〇中には「非正規は英語にするとアブノーマルabnormal とも言えるので、差別的ではないか」という方もいらっしゃいました。ネイティブな英語話者に教えていただかなければいけませんが、筆者はふだん止むを得ず使うときには「standard employment/non-standard employment」としています。しかしこれとて、「標準/基準」となる雇用と「標準から外れた」雇用という印象をぬぐえず、使いながら違和感が漂うことは否めません。
〇職業紹介の現場では「正社員募集」という表記が、多く使われています。求人広告だけではなく、公共職業安定所(ハローワーク)に掲示されていることもよく見かけます。正社員について定義するとすれば、一般的には「直接雇用、無期雇用、フルタイム」ということなのでしょうが、派遣業界の方から見れば、今の派遣就業スタッフの多くは「(派遣元との)直接雇用、無期雇用、フルタイム」を満たしているので「非正規」と呼ばれることに抵抗感が残るのかもしれません。
〇一方で、転職先、再就職先を探す立場からすれば、「正社員」というキーワードで求人を検索した先に、派遣型就労求人が表示されたりすれば、「それは違うだろう。」と思われるのも、無理からぬこととも思います。
〇「正」の反対語対語を思い浮かべると、「正誤」「正否」をはじめとして「正」以外に対してとても否定的な文字が浮かびます。
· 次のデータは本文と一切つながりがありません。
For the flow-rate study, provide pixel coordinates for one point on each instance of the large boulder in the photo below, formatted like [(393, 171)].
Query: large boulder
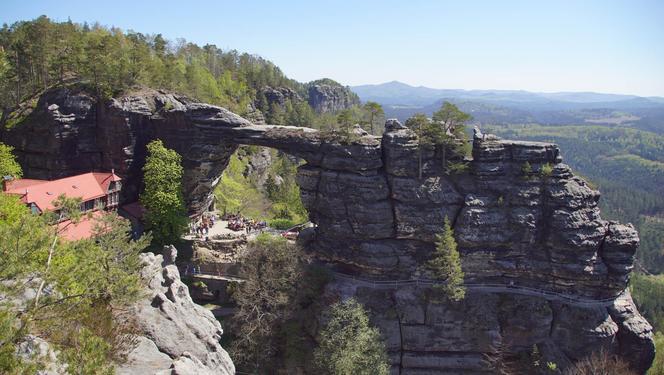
[(176, 336)]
そのため「正」以外の立場の人材からすれば、その働き方に対する理解や共感が感じられない呼称だと受け止める人がいる可能性に、思いを馳せることが必要だと思います。
〇働き方改革の中で「勤務地限定正社員」「職務限定正社員」「短時間正社員」とぃった呼称も聞かれるようになりましたので、「正社員」という言い方による募集・採用選考の中での思い違いなどの混乱をより減らすことが、今後ますます必要になってくるのではないかと思う次第です。
〇併せて、「契約社員」という呼称も誤解を招きかねない呼び方であるとも指摘したいと思います。
〇屁理屈っぽく聞こえるかもしれませんが、「いわゆる正社員」であっても、「雇用『契約』を結んだ労働者」なわけですから、契約社員であるとの理屈もあり得るのではと思ったりもします。
〇多くの企業の就業規則などで、職員、パート職員、契約社員、嘱託社員といった呼称で勤務形態を区別して定め、判りやすい労務管理を図ることに異論があるわけではありません。
〇しかし、勤務地無限定、職種の変更範囲無限定、雇用契約期間無期のメンバーシップ型雇用が「正」で、それ以外を「非」という発想から脱却できる、多様な雇用形態、さらに雇用以外の人材活用や業務運営を組み合わせた新時代の労務管理にふさわしい呼称を一緒に考え出しませんか。